New Retraining Scheme Unveiled To Help Ireland Learn How To Pub Again


The biggest retraining scheme every undertaken by the Education and Training Boards in cooperation with SOLAS is set to take place in the coming months as Ireland receives a refresher course in essential pub skills.

Aware that the public’s pub-based skills have all but evaporated during extensive lockdown, the government is set to meet the demand for retraining once seasoned drinkers in the event that pubs reopen in the near to medium future.

Among the areas in which the public will be retrained in include:

– How to secure a table for your mates even though they’re all late and people keep asking ‘can I take this chair?’ This segment will be taught by Israeli Special Forces.

– Nodding techniques to attract the bar man. Depending on the level of attractiveness of participants, those on the uglier side will be taught a high level of patience.

– Pissing all over the toilet seat. With people urinating at home for so long, many men will have completely forgotten how to hose down a pub toilet seat like they were trying to put out Californian wildfires.

– Practicing phrases like ‘when you’re ready’, ‘I’ve one in the pot’, ‘do you have a Samsung Galaxy charger by any chance?’ and ‘get your fucking hands off me, I’m grand’ will be essential in repubbing patrons.

– When permitted to have groups in rooms again, the course will carry out group assignments that teach people the correct sarcastic tone of wild cheering when a glass is dropped on the floor.

– Making best friends with someone in the women’s toilets is on the list too, women will, over repeat lessons, manage to formulate an incredibly powerful bond over a matter of 12 seconds over something as small as a dress or colour of eye shadow.

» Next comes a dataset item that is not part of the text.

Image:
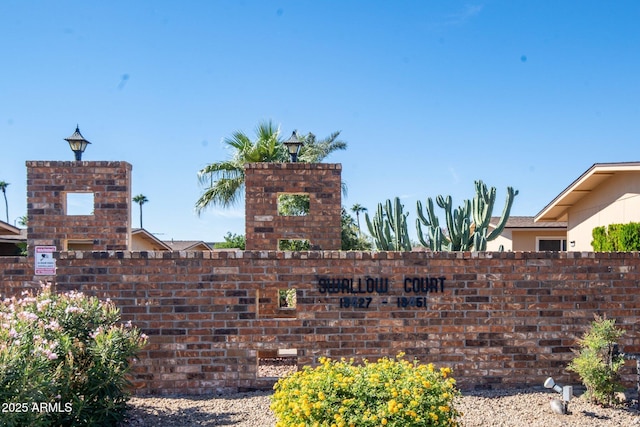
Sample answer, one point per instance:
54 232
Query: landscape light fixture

– Older trainees will be provided with a number of boring and offensive stories to once again tell uninterested people as they prop up a bar.

– In group labs session, the public’s nostrils will achieve full Guinness fart immunity via an air-administered vaccine which contains a small dose of the worst farts Irish pubs have ever been exposed too, building up resistance levels in the process.

– Bouncers will be given absolutely no training to get back to being ornery pricks to absolutely everyone.